My advice is to fortify yourself with a large glass of the aforementioned Kiwi sauvignon and get stuck in. Although decanting wine is indeed time-consuming and fiddly, half the fun of it is in the anticipation. It’s a bit of a vinous striptease. You get a saucy glimpse of the wine as it slips silkily down the funnel and cascades into the base of the decanter, and you catch an elusive whiff of its come-hither perfume as it pours. No, no, you can’t taste it yet, but just think of the pleasure yet to come.
I can hardly imagine a wine that doesn’t benefit from such treatment. The general rule is that fully mature red bordeaux, burgundy and rhône, along with vintage port, need decanting to free them
from the gunk gathered at the bottom of the bottle. Very young reds need decanting so that they can interact fully with the air, shed their tannic overcoat, stretch out and show off their fruit. Really old wines should be decanted only moments before you drink them, so that they don’t fade away too fast, whereas young wines can be done several hours before.
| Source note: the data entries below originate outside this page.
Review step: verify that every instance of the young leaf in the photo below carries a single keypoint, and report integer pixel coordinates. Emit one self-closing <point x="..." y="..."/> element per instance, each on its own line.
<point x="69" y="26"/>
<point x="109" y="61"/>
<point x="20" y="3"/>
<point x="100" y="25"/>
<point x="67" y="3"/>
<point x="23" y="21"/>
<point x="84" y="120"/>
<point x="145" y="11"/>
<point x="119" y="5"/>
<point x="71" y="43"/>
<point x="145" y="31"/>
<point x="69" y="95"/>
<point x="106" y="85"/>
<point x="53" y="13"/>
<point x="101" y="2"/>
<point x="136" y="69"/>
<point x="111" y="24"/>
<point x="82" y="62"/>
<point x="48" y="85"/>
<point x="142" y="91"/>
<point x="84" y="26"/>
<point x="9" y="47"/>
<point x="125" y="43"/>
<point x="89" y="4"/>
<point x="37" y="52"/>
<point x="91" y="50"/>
I’d add to this list a host of other wines. Some time ago, at supper, I tried a small unscientific experiment. I served two identical £4.99 supermarket own-label Chilean reds, one in its bottle and one in a decanter. The latter was drained in no time, while the bottle was virtually ignored. No surprise there. But when I asked my guests to try the wines side by side, all six of them declared the decanted wine to be the far superior of the two.
I put this down to two reasons: first, to perception – the decanted wine must be the better. After all, who’d bother to decant a £4.99 wine? And second, the fact that by treating the wine as serious and grown up and serving it in a decanter, it acted serious and grown up. The sluicing through the funnel had let it open up and smile.
I reckon that almost any red improves after it has been decanted, unless it’s so old that it’s almost shot to pieces and has no fruit left anyway; I’d also add full-flavoured white wines such as old white burgundies, New World chardonnays, white rhônes and rich, spicy gewürztraminers. Moreover, most white wine is consumed too cold and can benefit from getting a bit of air just as much as reds, which is why they often taste at their best at the very end of the bottle.
And if you think a decanter is too poncy, use a carafe. Sweet champagne served at the end of a meal in a simple carafe is a wonderful treat and pleasantly decadent. It softens the acidity and allows the fizz to settle down just a touch. And if you have a showgirl’s slipper to sup it from, even better.
I remember Andy McConnell, glass expert on The Antiques Roadshow and author of The Decanter, An Illustrated History of Glass from 1650, once eulogising about decanters. He argued that using one helps the wine taste better, making a £10 bottle of wine taste like a £20 one, and it also makes it look better, he said, before adding, “To me, serving wine straight from the bottle is as bad as serving milk straight from the carton.”